Einer von drei SPD-Klägern gegen Wiederholungswahl springt ab
20.01.2012 | 15:30 Uhr 2012-01-20T15:30:00+0100
Dortmund. Die Reihen der Kläger aus der SPD-Ratsfraktion gegen die Wiederholung der Kommunalwahl in Dortmund lichten sich.
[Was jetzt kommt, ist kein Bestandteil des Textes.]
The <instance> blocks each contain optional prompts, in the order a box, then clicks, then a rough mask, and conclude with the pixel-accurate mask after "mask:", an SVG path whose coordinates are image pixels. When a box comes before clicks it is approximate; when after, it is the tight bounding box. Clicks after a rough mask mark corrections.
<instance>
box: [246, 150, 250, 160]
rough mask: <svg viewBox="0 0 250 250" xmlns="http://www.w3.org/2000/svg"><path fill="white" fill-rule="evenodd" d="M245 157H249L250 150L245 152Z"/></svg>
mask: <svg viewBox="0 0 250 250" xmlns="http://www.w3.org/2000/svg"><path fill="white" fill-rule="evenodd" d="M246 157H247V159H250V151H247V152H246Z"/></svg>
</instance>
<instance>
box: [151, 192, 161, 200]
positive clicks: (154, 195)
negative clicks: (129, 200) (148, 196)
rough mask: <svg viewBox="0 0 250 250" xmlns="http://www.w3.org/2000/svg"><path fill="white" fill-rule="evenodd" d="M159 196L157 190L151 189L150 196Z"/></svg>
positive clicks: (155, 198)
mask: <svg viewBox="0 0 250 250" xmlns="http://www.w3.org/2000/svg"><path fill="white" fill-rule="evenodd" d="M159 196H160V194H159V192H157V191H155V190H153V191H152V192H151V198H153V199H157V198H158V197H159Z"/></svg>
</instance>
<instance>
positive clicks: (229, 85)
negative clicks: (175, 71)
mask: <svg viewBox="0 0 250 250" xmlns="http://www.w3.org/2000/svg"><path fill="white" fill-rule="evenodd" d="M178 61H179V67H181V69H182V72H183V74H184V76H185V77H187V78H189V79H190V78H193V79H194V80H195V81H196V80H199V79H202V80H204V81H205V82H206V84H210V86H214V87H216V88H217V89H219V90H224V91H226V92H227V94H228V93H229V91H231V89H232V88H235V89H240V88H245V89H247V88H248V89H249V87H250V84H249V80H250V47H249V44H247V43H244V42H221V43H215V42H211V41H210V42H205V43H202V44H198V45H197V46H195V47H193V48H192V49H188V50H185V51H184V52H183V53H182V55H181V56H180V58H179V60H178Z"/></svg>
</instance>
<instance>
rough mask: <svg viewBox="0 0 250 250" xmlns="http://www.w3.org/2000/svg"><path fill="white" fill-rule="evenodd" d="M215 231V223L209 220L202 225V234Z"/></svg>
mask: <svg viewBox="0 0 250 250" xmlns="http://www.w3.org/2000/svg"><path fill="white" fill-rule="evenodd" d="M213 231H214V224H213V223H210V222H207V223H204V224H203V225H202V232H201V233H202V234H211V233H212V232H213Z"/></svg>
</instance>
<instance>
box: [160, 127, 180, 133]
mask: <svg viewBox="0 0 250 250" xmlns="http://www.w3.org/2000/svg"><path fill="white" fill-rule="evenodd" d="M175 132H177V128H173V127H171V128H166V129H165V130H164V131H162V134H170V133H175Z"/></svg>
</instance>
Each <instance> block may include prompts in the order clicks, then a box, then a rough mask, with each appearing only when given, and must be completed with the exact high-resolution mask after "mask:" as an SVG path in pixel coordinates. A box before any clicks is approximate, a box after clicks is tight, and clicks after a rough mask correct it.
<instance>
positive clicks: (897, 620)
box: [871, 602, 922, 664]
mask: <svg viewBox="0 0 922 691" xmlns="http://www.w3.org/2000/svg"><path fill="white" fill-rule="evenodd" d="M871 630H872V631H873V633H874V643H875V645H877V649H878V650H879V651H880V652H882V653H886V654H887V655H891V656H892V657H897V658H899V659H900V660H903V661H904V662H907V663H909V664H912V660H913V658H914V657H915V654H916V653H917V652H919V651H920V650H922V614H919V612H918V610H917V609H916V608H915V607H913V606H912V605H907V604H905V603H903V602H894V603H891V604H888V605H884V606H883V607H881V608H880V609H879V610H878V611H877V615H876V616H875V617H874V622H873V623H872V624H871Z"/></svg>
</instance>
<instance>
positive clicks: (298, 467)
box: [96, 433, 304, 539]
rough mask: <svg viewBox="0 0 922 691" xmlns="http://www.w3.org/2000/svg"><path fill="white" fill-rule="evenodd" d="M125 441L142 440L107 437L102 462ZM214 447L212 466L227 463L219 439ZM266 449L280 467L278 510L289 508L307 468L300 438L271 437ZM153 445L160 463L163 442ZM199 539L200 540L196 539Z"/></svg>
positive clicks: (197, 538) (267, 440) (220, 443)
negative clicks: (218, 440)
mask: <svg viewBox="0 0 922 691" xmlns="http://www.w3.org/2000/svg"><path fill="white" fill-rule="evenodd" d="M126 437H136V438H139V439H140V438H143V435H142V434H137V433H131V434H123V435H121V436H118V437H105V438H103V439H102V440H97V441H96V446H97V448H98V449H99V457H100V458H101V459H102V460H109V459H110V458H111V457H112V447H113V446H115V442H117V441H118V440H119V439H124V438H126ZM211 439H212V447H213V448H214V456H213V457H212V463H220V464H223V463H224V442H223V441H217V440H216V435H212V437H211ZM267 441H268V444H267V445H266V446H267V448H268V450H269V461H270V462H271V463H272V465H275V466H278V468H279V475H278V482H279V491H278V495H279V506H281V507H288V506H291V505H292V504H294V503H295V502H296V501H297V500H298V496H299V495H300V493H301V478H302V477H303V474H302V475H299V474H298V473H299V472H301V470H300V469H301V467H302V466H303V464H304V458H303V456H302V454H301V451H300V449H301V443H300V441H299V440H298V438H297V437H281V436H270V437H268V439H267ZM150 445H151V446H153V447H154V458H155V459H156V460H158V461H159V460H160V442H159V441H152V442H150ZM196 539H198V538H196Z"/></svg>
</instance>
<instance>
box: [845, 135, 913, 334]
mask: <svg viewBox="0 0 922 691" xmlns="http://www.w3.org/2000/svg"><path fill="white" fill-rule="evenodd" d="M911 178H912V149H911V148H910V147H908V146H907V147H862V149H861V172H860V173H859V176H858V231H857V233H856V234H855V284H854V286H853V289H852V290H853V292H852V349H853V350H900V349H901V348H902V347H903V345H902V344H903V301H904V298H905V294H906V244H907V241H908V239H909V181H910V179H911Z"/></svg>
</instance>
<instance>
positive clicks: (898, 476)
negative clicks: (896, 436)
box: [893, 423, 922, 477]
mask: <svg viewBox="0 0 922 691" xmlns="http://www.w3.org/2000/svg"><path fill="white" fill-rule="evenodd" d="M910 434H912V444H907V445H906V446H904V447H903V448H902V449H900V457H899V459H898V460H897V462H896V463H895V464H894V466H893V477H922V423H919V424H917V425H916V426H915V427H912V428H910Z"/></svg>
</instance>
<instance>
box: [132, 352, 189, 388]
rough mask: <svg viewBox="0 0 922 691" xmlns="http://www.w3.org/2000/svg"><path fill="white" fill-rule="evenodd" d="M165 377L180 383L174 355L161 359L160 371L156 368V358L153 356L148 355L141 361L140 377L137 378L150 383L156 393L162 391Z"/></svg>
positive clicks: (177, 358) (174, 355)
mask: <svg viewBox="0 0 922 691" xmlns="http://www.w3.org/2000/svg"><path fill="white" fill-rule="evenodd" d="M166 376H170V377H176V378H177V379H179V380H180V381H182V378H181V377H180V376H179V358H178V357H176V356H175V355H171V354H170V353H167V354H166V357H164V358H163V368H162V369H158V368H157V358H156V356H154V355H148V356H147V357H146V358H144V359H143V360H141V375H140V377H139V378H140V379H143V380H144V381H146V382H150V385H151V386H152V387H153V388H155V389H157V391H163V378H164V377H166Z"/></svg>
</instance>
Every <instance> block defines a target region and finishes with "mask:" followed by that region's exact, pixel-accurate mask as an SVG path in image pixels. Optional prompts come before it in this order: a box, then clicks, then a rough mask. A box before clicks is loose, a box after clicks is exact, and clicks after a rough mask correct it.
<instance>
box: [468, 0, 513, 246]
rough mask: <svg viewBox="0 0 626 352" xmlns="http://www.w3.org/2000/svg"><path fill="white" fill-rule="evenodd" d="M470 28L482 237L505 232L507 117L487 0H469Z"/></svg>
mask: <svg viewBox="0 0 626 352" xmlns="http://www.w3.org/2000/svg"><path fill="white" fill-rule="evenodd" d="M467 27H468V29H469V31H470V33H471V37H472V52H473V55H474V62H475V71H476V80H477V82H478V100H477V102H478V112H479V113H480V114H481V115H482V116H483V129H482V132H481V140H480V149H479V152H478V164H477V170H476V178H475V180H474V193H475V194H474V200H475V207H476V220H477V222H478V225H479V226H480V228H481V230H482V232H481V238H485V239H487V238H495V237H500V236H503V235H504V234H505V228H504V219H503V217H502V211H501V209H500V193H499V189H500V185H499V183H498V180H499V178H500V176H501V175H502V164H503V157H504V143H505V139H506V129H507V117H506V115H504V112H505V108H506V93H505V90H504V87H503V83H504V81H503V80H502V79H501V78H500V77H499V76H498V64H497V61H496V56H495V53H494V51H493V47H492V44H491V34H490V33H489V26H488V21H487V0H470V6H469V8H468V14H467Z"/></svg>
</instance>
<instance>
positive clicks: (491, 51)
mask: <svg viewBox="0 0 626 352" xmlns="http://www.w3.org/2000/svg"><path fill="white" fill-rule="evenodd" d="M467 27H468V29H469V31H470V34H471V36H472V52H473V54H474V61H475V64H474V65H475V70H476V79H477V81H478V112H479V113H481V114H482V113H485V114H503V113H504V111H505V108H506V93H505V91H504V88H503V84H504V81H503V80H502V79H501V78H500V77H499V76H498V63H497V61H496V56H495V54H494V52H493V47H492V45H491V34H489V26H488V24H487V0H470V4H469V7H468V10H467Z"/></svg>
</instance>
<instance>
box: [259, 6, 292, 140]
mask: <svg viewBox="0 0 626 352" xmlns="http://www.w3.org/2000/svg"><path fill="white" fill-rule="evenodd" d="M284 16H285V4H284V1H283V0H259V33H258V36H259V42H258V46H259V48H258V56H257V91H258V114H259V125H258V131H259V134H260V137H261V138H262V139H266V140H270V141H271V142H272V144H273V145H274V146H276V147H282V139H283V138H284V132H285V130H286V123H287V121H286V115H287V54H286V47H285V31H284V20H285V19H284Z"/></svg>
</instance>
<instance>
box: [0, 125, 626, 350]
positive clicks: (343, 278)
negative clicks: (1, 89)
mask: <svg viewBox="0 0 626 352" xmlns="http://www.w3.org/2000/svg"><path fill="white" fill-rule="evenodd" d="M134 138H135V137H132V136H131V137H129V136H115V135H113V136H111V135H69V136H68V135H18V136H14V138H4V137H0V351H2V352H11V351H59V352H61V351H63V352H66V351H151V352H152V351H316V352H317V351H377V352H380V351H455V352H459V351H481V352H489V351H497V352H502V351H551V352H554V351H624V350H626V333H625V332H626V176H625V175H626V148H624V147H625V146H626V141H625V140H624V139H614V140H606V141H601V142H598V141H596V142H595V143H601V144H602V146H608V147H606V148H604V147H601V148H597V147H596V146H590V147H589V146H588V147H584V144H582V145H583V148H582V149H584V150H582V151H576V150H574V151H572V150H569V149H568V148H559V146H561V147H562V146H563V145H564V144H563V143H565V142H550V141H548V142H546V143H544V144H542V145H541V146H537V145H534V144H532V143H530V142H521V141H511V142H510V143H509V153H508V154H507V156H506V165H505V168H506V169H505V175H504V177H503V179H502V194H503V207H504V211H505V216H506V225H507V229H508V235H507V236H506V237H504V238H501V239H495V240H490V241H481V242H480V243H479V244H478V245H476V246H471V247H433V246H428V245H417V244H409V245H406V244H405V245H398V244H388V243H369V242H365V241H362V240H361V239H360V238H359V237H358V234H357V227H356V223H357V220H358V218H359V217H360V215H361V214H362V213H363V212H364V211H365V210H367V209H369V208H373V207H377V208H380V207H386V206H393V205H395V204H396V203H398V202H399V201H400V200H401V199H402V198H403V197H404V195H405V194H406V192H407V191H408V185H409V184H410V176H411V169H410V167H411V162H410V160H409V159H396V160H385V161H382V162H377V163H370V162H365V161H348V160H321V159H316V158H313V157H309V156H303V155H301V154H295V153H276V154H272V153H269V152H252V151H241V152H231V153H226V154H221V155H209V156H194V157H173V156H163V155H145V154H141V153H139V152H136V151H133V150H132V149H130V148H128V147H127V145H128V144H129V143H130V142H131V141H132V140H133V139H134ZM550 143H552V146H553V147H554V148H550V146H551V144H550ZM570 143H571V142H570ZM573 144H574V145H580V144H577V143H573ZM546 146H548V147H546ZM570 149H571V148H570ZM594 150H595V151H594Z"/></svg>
Jetzt sprang Ratsvertreter Petro Möckel ab und verzichtet auf eine Beschwerde vor dem Bundesverwaltungsgericht.
Da waren’s nur noch zwei: Petro Möckel, einer von drei Klägern aus der SPD-Ratsfraktion gegen das OVG-Urteil, hat in seinem Ortsverein angekündigt, nun doch auf seine Beschwerde vor dem Bundesverwaltungsgericht zu verzichten. Zu den Gründen wollte Möckel auf Anfrage keine Auskunft geben.
Hintergrund: Möckel kommt aus dem Stadtbezirk Eving , dessen Aus im Februar von einer Ratsmehrheit aus CDU, Grüne und FDP beschlossen werden kann. Deshalb beschlossen werden kann, weil die Beschwerde bei den Bundesrichtern aufschiebende Wirkung hat und alle Ratsgremien (vorerst) im Amt bleiben und weiterarbeiten können. Die beiden anderen Kläger aus der SPD-Fraktion, Olaf Radtke und Hans-Peter Balzer, wollen an ihrer Beschwerde festhalten, mit der Rechtsanwalt Mayen (Bonn) inzwischen auch beauftragt ist. Bis zum 30. Januar muss die Beschwerde eingereicht sein, bis Ende Februar die Begründung folgen.
13:55
Da lese ich die Überschrift und denke, da ist ja einer schlau geworden.Leider musste ich feststellen, dass der eigentliche Grund der Rücknahme der Beschwerde, eine mögliche Auflösung der BV Eving ist.
Natürlich können die klagenden Ratsmitglieder ihre demokratischen Rechte in Anspruch nehmen. Sie dürfen sich nur nicht wundern, wie dann die Basis und/oder der Wähler reagiert.
Als SPD Mitglied war ich seinerzeit schon gegen die Klage und freue mich umso mehr, dass unsere Ratsvetreter/innen, nicht geklagt haben.
Ralf Grönke
Stadtbezirk Mengede
18:04
Eine Individualistenpartei Namens SPD (wie in Dortmund) will nur um jeden Preis Ihr Machtgefüge erhalten. Weder Fraktionsbeschlüsse, noch der Wille Ihrer Basis hat anscheinend irgendeinen Stellenwert bei dieser Partei. Wie ein aufgescheuchtes Hühnerhaufen "gackern" sie mal in die eine Richtung und mal in die entgegengesetzte Richtung. Uns so eine Partei soll Dortmund vor der Insolvenz retten? Gesetze und Urteile werden von dieser SPD immer so ausgelegt, dass immer nur die SPD davon profitieren soll! Und, trotzdem kommen Sie auf keinen gemeinsamen Nenner! Nie.